= Gravity Reactor =

The Gravity Reactor is a proposed small modular reactor design for a 15 MWe nuclear power plant which would sit at the bottom of a mile-deep, 40 inch diameter vertical borehole filled with water. The water and depth supplies the pressure used in conventional pressurized water reactors (about 2,200 psi) without the cost of a large steel pressure vessel, and eliminates the need for a thick concrete containment building. It would use four conventional LEU fuel assemblies (17 x 17 fuel pins each), and rely on natural convection for the primary coolant loop (which moves heat from the nuclear reactor core to the heat exchanger just above the core), and natural convection to bring the secondary coolant from the heat exchanger to the surface to run a steam turbine for electricity generation.

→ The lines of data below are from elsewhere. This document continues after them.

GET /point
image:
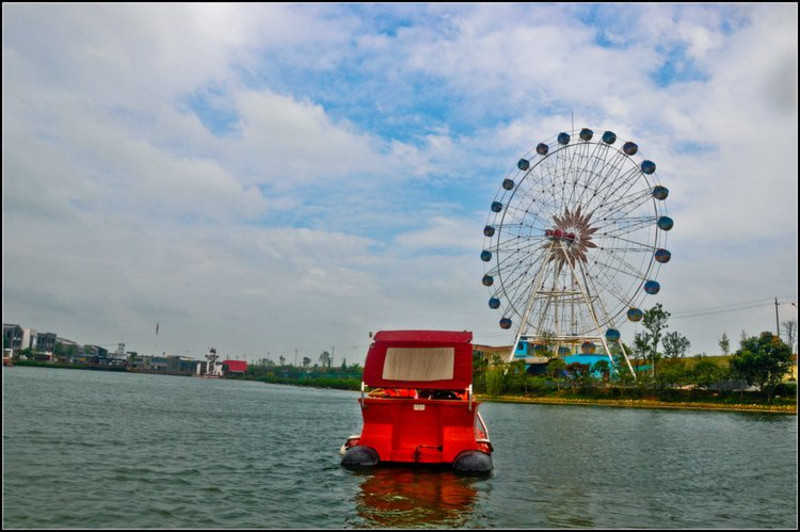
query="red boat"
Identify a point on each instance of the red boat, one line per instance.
(417, 404)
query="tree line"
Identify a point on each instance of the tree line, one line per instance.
(662, 369)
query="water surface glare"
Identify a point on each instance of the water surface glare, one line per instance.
(86, 449)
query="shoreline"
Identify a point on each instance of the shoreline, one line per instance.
(642, 403)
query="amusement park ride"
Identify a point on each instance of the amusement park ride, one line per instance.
(573, 244)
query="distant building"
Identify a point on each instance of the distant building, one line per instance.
(29, 337)
(234, 367)
(12, 336)
(46, 342)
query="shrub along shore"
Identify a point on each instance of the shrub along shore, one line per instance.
(778, 406)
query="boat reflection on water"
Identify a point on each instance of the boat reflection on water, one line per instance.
(403, 497)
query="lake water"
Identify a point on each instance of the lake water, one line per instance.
(86, 449)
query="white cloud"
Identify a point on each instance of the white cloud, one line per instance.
(343, 197)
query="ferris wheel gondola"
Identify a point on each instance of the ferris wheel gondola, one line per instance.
(574, 241)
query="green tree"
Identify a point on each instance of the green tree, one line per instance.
(655, 322)
(603, 368)
(325, 359)
(675, 344)
(725, 344)
(706, 372)
(762, 361)
(641, 346)
(556, 367)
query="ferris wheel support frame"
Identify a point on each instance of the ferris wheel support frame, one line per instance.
(538, 284)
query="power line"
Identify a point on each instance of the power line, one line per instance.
(721, 309)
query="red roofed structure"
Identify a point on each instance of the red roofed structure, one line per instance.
(235, 366)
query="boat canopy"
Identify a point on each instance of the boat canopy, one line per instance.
(437, 360)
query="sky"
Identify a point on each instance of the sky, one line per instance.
(283, 179)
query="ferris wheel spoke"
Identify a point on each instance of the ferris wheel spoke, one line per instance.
(575, 238)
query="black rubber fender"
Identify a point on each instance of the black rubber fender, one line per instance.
(360, 456)
(473, 462)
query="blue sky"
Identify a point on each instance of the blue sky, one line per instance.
(269, 177)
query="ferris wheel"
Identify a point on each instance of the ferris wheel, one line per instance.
(574, 241)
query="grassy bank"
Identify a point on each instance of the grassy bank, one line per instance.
(778, 406)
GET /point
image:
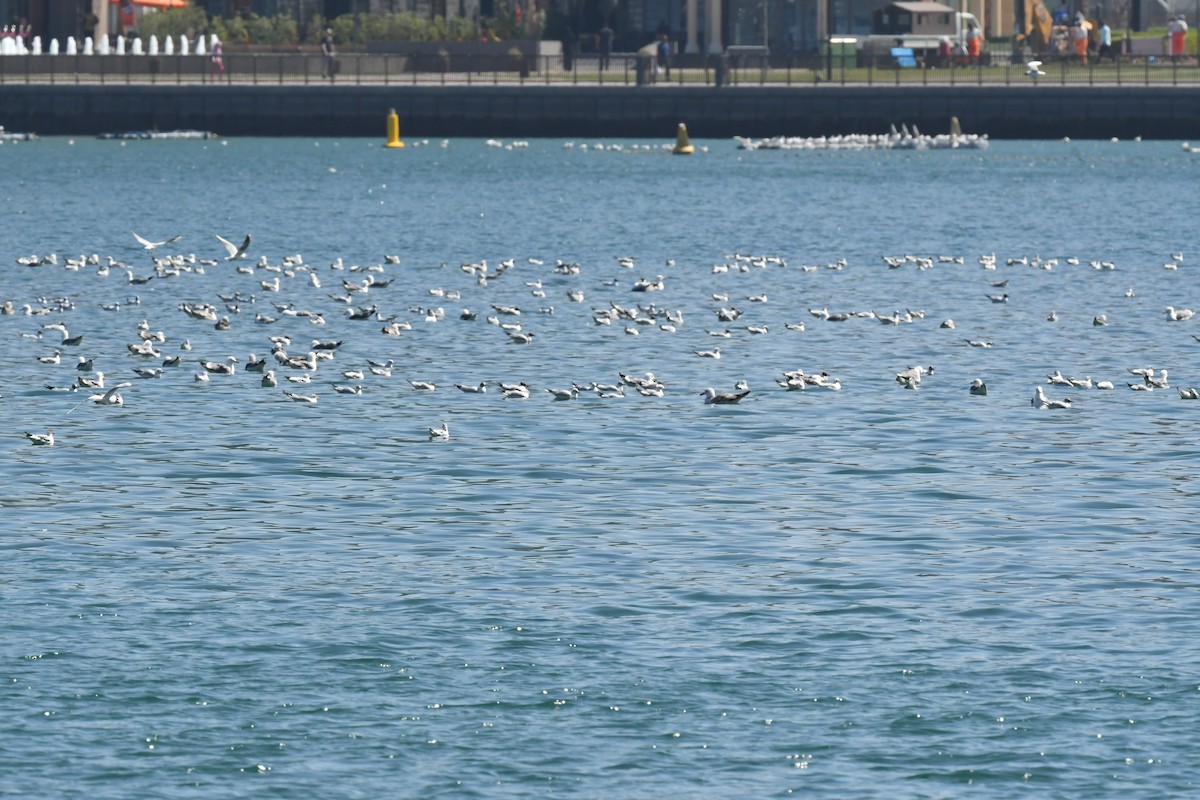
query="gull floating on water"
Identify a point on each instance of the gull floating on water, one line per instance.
(1179, 314)
(1041, 401)
(724, 398)
(41, 438)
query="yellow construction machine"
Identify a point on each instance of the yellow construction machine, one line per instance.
(1033, 25)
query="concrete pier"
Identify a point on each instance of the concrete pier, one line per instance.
(1025, 112)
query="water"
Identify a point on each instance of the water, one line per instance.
(870, 593)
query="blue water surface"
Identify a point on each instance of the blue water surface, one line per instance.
(213, 590)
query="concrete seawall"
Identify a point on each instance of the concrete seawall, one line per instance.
(1025, 112)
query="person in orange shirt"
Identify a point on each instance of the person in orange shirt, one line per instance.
(975, 42)
(1079, 38)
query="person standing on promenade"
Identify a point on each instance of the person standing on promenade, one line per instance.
(1179, 31)
(1079, 41)
(328, 55)
(605, 46)
(975, 42)
(665, 55)
(1105, 43)
(217, 58)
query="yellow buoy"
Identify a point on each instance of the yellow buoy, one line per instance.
(394, 130)
(683, 146)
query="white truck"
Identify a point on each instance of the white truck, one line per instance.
(918, 25)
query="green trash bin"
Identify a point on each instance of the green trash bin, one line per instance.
(840, 53)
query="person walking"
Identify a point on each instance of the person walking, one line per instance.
(1079, 40)
(1179, 31)
(217, 58)
(975, 42)
(1105, 43)
(665, 56)
(605, 46)
(328, 55)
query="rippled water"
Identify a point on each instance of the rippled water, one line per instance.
(870, 593)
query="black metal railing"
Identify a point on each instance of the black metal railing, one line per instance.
(623, 70)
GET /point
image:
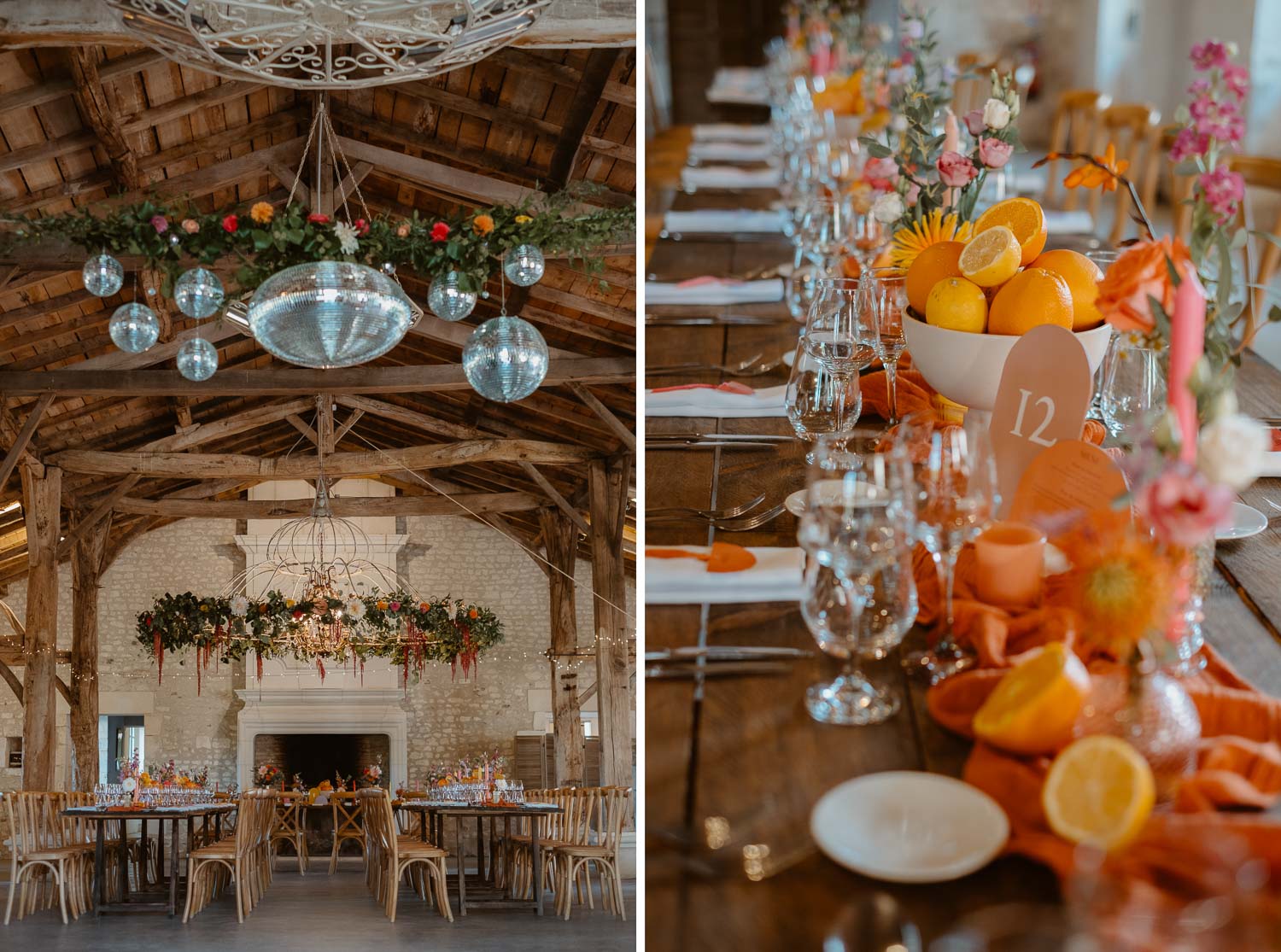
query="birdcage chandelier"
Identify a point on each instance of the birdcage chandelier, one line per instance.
(327, 44)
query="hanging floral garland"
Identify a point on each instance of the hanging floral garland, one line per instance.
(266, 240)
(395, 626)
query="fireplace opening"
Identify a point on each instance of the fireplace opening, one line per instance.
(320, 756)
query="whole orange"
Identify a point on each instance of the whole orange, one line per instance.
(932, 266)
(1083, 279)
(1032, 297)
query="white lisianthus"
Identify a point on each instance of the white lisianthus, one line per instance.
(346, 237)
(1231, 450)
(888, 207)
(996, 114)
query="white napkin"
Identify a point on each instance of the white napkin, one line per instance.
(732, 151)
(768, 401)
(719, 292)
(732, 132)
(725, 220)
(729, 177)
(775, 578)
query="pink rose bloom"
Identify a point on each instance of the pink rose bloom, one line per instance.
(993, 153)
(956, 171)
(1181, 508)
(1224, 191)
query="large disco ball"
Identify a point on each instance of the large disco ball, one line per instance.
(197, 359)
(330, 314)
(524, 266)
(448, 300)
(505, 359)
(199, 292)
(133, 327)
(102, 276)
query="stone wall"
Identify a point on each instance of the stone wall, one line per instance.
(448, 716)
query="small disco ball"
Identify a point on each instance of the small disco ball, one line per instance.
(197, 359)
(524, 266)
(199, 294)
(135, 327)
(102, 276)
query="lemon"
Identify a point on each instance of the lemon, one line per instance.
(1099, 792)
(957, 304)
(991, 256)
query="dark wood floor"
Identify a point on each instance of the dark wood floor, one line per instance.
(319, 913)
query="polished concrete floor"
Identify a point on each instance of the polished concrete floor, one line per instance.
(322, 913)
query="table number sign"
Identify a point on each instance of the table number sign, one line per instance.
(1043, 399)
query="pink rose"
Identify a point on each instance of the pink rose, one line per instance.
(956, 171)
(993, 153)
(1183, 508)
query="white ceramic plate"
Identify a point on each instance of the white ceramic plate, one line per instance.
(1247, 521)
(910, 826)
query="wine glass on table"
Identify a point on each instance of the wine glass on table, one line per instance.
(886, 300)
(856, 518)
(956, 499)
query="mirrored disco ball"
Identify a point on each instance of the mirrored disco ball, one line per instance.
(199, 292)
(197, 359)
(447, 300)
(330, 314)
(505, 359)
(135, 327)
(102, 276)
(524, 266)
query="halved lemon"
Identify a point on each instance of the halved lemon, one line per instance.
(1025, 218)
(1099, 792)
(991, 258)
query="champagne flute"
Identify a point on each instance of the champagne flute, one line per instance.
(886, 296)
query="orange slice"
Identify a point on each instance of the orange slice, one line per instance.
(1035, 705)
(991, 258)
(1025, 218)
(1099, 792)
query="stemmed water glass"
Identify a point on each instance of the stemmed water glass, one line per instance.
(822, 394)
(956, 499)
(886, 299)
(853, 529)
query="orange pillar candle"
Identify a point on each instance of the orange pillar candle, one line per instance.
(1009, 558)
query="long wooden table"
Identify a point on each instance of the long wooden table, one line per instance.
(737, 762)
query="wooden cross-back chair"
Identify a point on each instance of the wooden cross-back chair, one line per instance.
(1073, 130)
(1134, 130)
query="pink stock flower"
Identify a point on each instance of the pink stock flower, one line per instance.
(1224, 191)
(956, 171)
(993, 153)
(1183, 508)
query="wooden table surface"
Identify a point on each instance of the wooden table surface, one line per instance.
(738, 762)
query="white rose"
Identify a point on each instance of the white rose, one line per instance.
(996, 114)
(888, 207)
(1231, 450)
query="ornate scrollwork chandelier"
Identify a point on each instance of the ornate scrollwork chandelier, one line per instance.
(327, 44)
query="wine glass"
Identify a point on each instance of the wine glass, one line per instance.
(956, 498)
(822, 394)
(853, 526)
(886, 299)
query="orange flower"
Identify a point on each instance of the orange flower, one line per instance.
(1140, 273)
(1094, 177)
(1120, 585)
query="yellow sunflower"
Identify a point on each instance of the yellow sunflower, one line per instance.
(909, 242)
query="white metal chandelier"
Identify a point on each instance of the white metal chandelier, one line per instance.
(327, 44)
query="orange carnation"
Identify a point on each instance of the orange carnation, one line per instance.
(1138, 274)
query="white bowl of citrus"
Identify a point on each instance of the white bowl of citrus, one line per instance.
(978, 297)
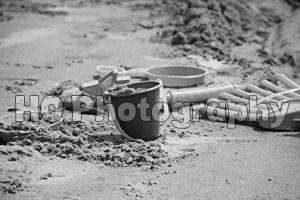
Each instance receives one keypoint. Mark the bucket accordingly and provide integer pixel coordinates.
(134, 119)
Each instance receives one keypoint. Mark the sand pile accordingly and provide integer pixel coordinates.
(84, 141)
(214, 27)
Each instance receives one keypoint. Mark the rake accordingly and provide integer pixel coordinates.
(272, 106)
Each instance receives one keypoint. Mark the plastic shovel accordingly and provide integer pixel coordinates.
(171, 75)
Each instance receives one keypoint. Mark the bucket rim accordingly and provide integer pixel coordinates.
(159, 84)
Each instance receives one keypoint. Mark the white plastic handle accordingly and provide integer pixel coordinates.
(104, 69)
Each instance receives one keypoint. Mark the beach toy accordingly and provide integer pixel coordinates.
(171, 75)
(270, 102)
(197, 95)
(145, 125)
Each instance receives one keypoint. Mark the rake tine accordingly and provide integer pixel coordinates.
(234, 107)
(286, 81)
(242, 93)
(275, 88)
(224, 95)
(253, 88)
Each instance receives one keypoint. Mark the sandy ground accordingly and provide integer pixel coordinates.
(217, 163)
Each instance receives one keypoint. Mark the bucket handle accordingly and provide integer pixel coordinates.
(114, 118)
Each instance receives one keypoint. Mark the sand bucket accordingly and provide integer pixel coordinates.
(137, 120)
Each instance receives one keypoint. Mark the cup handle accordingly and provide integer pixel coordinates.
(113, 115)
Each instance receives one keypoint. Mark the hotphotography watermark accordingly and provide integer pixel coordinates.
(146, 111)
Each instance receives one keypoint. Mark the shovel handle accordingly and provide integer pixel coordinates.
(197, 95)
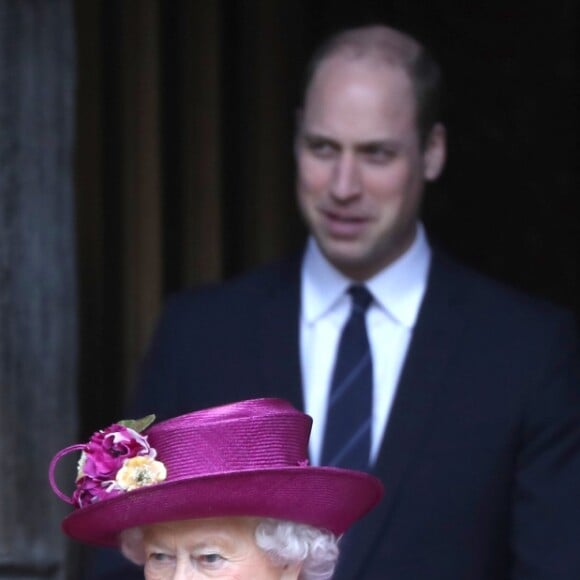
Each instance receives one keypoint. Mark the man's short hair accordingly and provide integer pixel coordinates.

It was conceived by Richard A. Muller and his daughter Liz Muller, who started a company to commercialize the concept, Deep Fission. The startup founded in 2023 and based in Berkeley, has raised $150 million by July 2026. The company is a participant in the U.S. Department of Energy’s (DOE) Reactor Pilot Program, a federal program designed to expedite testing and licensing of new designs. The company said that their plants could cost 80% less than traditional nuclear plants, and provide a levelized cost of electricity (LCOE) of 5 to 7 cents per kWh.

They started drilling holes for a pilot project during the first quarter of 2026 in Parsons, Kansas.